Another beautiful day in this part of the world.
It’s both a good and bad thing. The bad is I don’t function well in high heat. The good is, I don’t have to shovel it….
Today was pretty fair overall. I was up early, got my workout in, and then headed to the local Seniors lodge to capture some images of the pancake breakfast that was going on in honour of seniors week this week.
After the breakfast I hid in the office for awhile, getting a couple of stories hammered out for the paper, then had lunch with an old friend. It was good being able to catch up as it’s not something we’ve had the opportunity to do in awhile.
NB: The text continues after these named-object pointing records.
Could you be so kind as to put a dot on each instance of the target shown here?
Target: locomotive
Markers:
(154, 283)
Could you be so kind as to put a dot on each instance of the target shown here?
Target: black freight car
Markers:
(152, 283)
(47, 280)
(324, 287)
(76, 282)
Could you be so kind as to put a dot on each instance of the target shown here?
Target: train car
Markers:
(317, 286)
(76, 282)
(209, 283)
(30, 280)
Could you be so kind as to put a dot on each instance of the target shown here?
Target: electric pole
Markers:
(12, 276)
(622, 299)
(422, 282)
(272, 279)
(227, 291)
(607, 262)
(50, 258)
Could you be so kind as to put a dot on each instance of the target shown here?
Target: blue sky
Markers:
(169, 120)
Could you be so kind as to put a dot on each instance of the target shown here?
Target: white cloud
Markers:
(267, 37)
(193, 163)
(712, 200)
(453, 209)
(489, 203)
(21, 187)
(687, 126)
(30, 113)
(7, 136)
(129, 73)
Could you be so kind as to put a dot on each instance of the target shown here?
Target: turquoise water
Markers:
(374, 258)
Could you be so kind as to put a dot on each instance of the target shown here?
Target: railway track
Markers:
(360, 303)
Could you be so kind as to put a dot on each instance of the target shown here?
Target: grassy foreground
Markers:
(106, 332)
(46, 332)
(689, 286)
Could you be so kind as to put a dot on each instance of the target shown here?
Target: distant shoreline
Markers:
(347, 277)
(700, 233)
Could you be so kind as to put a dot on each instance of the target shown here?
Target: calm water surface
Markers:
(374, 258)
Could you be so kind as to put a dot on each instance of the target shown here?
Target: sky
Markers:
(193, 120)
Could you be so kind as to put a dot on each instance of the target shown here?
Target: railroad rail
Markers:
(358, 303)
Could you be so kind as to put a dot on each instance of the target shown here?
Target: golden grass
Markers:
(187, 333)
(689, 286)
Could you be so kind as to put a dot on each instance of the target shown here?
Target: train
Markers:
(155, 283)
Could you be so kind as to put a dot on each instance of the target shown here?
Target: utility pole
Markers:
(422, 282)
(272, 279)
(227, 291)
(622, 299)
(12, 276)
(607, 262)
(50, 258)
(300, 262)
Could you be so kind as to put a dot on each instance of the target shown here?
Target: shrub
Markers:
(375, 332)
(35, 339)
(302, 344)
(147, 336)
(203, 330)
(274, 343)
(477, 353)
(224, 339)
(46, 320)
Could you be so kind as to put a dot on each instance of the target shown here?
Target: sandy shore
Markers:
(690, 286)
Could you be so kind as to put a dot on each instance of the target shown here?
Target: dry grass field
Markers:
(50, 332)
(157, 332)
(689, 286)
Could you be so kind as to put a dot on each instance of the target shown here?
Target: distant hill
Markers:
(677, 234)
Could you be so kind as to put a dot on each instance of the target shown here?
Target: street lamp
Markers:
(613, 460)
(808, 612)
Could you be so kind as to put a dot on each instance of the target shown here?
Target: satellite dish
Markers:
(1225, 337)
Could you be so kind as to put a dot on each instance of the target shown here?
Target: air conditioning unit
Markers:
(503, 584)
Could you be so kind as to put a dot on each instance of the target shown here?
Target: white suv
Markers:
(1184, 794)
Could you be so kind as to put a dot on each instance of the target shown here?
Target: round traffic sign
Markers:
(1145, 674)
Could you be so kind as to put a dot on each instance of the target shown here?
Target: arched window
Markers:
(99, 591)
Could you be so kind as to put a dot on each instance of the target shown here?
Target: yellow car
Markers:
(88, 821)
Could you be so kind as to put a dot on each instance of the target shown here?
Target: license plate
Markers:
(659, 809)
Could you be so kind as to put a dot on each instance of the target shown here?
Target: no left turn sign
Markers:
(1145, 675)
This afternoon I was in back in the office as well as working on getting some chores caught up at home.
I saw my doctor this afternoon as well. She is suitably happy with how I am doing and is not having me check in monthly any more. Unless things start getting bad again, which will require a visit to emergency, I’ll have to check in with her again in three months for medication refills.
I feel like I am in a good place at the moment. My anxiety is more or less under control, my other psychiatric symptoms are negligible for the moment. I’m liking what I am doing at work.
I know I have a lot to be proud.
I’m worried about Lynn though. She has been struggling over the last few weeks, and especially the last few days. I can empathize but I know it’s different. She is grieving the loss of Brenda, and it tears me up not knowing what I can do to help her.
I just hope that as time progresses she will climb out of the shell she has climbed into and re-engage life. I know I will be by her side as she does.